(In our February and April 2004 newsletters we reported on Matt Bass, a Truett Seminary (Baylor University) student who was effectively expelled from Truett for acknowledging his homosexuality.

Undaunted by the school’s continuous intimidation tactics even after he was expelled, Matt gathered 200 understanding folks from Texas and elsewhere and on March 27, held a historic rally to raise awareness about Baylor’s militant anti-gay activism.

This month we share the story of another student from Baylor University who was coerced into signing a written confession in order to avoid expulsion and graduate. Darrin Adams is now on our list of American heroes.)


Edited from the Associated Press

A Baylor University student who organized an off-campus gay rights rally graduated Saturday, May 15, 2004, but he says he doubts he would have received his diploma if he had not admitted violating the Baptist school’s conduct code.

Darrin Adams, 22, found out last month that Baylor was charging him with misconduct for organizing the March rally in downtown Waco. A letter from an administrator said the event was “part of an advocacy group that promotes understandings of sexuality that are contrary” to biblical teachings, Baptist beliefs and Baylor’s Christian mission.

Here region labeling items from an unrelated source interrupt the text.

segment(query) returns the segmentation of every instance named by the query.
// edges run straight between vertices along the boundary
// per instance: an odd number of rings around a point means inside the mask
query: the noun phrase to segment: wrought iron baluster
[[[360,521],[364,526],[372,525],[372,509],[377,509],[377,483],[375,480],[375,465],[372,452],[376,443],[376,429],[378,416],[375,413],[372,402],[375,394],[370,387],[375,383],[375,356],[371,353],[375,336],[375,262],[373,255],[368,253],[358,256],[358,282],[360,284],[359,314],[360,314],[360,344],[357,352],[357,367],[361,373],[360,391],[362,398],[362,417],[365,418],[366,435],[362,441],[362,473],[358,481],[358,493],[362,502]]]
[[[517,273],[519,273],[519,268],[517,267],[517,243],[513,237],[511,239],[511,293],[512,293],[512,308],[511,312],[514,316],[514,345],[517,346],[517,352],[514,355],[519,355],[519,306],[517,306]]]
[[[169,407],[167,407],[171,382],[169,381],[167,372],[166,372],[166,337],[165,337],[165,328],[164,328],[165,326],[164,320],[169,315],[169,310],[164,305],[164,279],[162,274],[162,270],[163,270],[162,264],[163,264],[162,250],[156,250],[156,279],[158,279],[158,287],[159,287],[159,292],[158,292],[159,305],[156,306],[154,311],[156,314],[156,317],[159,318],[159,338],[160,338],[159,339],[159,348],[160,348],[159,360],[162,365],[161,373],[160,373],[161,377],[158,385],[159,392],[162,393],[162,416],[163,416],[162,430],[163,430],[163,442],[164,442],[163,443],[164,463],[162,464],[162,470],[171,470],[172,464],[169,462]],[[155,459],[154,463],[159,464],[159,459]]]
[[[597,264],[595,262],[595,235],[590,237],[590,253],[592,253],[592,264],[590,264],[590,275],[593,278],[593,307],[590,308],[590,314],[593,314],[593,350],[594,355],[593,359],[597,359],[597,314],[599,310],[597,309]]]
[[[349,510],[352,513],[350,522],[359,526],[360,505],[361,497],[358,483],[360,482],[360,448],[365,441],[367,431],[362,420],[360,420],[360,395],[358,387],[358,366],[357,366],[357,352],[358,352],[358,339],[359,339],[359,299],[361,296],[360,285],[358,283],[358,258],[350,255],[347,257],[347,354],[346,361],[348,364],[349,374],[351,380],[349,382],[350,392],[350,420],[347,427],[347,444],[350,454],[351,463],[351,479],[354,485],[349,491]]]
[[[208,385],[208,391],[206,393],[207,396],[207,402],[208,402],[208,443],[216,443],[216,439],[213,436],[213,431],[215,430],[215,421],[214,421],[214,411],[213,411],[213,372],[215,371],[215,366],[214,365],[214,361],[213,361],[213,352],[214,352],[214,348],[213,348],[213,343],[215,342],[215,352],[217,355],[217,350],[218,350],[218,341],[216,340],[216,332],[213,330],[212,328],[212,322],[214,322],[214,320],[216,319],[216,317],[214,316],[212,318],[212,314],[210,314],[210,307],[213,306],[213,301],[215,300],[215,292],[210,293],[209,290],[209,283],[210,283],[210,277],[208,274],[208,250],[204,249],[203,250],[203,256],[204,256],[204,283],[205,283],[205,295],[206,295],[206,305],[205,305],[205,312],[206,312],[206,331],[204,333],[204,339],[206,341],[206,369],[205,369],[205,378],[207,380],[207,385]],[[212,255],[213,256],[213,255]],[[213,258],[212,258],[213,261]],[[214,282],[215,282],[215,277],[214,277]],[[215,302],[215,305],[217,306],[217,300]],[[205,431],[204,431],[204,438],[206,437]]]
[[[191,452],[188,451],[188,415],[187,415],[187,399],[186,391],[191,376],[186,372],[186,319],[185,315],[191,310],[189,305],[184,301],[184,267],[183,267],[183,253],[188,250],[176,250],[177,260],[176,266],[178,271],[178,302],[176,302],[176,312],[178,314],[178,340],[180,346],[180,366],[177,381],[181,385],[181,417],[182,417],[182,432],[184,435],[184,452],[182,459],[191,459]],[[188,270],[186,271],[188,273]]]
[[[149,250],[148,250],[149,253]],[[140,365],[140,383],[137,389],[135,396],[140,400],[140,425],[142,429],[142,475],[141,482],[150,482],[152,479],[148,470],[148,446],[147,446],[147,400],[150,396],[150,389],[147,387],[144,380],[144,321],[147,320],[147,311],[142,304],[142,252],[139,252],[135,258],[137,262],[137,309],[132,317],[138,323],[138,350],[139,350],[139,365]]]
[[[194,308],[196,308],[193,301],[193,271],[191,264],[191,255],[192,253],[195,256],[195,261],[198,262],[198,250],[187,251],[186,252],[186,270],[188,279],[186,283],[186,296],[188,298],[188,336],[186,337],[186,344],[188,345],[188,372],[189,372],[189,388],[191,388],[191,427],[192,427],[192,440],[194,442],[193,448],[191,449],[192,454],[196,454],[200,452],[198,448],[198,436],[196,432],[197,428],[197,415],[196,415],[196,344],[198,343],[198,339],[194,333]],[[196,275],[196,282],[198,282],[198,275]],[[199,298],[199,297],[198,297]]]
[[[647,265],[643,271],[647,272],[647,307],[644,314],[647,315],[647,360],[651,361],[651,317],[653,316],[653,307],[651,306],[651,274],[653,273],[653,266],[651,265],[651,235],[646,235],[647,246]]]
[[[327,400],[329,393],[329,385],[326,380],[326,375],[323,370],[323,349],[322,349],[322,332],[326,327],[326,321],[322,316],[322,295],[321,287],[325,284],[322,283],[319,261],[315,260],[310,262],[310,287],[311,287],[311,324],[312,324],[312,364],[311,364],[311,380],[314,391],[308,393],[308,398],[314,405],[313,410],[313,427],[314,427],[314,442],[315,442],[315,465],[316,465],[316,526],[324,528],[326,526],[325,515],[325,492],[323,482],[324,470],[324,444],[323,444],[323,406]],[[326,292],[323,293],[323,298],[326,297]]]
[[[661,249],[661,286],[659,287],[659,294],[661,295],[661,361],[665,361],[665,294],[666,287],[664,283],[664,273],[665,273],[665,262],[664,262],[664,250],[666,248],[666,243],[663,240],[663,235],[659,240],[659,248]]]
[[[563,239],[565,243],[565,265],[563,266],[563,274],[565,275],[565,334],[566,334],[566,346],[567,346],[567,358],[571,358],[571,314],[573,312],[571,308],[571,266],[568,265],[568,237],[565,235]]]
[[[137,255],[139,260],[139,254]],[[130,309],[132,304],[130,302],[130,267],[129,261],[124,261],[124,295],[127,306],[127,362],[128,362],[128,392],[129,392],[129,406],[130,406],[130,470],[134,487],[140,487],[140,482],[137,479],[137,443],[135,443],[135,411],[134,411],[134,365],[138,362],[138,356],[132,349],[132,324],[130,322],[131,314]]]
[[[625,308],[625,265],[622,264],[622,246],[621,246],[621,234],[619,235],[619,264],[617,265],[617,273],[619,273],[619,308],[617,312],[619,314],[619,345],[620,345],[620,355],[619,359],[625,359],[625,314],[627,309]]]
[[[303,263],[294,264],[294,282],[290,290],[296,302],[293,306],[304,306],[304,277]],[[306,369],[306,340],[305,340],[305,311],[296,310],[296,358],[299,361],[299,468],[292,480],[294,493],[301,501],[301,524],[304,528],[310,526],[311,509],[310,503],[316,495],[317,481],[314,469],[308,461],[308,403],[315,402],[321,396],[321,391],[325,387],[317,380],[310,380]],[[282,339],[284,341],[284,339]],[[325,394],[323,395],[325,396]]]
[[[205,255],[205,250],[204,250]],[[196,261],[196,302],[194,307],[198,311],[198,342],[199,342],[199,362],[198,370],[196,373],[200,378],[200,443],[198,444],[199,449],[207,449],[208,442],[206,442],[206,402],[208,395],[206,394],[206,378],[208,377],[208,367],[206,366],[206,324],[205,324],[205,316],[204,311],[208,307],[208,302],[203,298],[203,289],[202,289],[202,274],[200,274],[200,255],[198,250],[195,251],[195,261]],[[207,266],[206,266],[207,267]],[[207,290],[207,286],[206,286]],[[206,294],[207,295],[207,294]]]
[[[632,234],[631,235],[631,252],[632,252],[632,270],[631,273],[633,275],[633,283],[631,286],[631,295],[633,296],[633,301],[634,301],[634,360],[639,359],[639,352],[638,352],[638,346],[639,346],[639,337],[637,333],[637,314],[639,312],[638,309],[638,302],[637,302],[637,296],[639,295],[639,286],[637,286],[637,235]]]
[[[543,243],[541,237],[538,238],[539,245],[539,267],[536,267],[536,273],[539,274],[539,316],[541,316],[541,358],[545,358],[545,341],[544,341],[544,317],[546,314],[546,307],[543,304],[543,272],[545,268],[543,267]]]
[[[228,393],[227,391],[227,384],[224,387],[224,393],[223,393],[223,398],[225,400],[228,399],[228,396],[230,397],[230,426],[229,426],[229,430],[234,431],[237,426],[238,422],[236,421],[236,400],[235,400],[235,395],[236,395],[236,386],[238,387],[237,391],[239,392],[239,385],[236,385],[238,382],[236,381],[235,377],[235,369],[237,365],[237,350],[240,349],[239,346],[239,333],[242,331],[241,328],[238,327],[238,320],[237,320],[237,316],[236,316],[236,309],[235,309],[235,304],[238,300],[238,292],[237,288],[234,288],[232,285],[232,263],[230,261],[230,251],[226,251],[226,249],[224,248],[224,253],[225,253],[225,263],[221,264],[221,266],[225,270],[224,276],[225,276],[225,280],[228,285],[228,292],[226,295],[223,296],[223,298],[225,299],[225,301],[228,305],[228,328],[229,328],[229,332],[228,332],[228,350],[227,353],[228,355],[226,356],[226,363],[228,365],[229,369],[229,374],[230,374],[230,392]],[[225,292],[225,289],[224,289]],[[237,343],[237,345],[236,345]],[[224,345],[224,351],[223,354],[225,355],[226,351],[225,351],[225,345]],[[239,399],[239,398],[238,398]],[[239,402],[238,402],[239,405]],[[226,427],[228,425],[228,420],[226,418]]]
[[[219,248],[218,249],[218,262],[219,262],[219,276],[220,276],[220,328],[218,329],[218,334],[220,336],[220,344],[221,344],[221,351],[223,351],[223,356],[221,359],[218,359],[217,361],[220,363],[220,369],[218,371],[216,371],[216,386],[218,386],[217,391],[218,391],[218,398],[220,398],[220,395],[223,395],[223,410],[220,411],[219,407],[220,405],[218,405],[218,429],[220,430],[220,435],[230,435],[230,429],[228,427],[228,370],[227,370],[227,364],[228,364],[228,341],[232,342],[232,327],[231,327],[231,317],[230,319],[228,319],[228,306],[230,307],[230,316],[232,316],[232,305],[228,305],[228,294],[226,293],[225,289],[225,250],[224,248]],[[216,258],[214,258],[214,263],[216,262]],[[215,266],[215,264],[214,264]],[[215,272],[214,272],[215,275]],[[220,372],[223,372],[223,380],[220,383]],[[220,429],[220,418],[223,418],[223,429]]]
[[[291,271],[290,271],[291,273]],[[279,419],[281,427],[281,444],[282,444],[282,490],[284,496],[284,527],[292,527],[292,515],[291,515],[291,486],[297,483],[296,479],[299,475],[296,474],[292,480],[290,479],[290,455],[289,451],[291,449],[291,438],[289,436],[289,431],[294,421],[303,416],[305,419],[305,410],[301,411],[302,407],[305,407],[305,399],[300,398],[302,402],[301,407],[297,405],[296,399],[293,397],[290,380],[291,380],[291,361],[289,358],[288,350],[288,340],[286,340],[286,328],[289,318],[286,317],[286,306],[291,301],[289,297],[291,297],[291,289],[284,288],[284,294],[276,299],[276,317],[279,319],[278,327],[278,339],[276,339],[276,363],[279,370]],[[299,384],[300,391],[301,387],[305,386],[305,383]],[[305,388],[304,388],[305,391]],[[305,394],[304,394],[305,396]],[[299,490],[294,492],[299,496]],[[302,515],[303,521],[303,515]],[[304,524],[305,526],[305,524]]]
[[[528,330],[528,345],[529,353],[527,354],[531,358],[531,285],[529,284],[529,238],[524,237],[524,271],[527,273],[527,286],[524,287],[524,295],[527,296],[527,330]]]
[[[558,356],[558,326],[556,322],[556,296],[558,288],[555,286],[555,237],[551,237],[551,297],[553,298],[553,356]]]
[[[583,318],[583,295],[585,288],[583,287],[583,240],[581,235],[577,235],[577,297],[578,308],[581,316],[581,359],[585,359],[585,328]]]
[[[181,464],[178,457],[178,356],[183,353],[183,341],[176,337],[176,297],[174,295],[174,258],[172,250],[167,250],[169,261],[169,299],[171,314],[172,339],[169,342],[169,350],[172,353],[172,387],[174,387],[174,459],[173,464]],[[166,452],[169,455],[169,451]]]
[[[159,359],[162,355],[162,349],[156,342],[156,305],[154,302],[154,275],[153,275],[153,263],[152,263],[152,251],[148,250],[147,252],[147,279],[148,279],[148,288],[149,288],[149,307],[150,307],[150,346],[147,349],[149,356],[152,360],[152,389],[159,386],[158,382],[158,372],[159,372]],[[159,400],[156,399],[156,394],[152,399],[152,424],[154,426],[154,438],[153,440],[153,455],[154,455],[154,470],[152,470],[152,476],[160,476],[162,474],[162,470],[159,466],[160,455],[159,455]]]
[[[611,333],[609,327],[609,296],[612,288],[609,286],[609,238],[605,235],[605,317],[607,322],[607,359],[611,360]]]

Punishment for misconduct — which includes drinking, gambling, premarital sex, cohabitation, homosexuality and using weapons — ranges from a reprimand to expulsion, according to Baylor’s student handbook.

Adams, who is gay, but was not out on campus, said the administrator told him if he signed a document admitting wrongdoing, his punishment would simply be a written warning. Otherwise, Adams said, he was told he would go through the university’s disciplinary process, in which a committee of faculty and students would decide his penalty.

Adams said he consulted with an attorney, then reluctantly signed the form admitting that he broke the conduct code at Baylor, the world’s largest Baptist university with nearly 14,000 students.

Baylor officials declined to comment on the situations involving Adams or Bass, but Paul Powell, the seminary’s dean, has said that homosexual behavior is forbidden in the Bible and thus inconsistent with Baylor’s mission.

“If a person, according to Scripture, which is our standard, is not a part of the kingdom of God, how can they be in training for a minister?” Powell said earlier this year after Bass transferred to Emory University’s seminary in Atlanta.

Baylor, founded in 1845, is controlled by an all-Baptist board of regents and is affiliated with the Baptist General Convention of Texas.

Baylor University is one of a dozen religious anti-gay universities promoted by US News and World Report as being one of America’s Best Colleges and Best Doctoral Universities. Pepperdine University (CA) and Texas Christian University were also included in the list.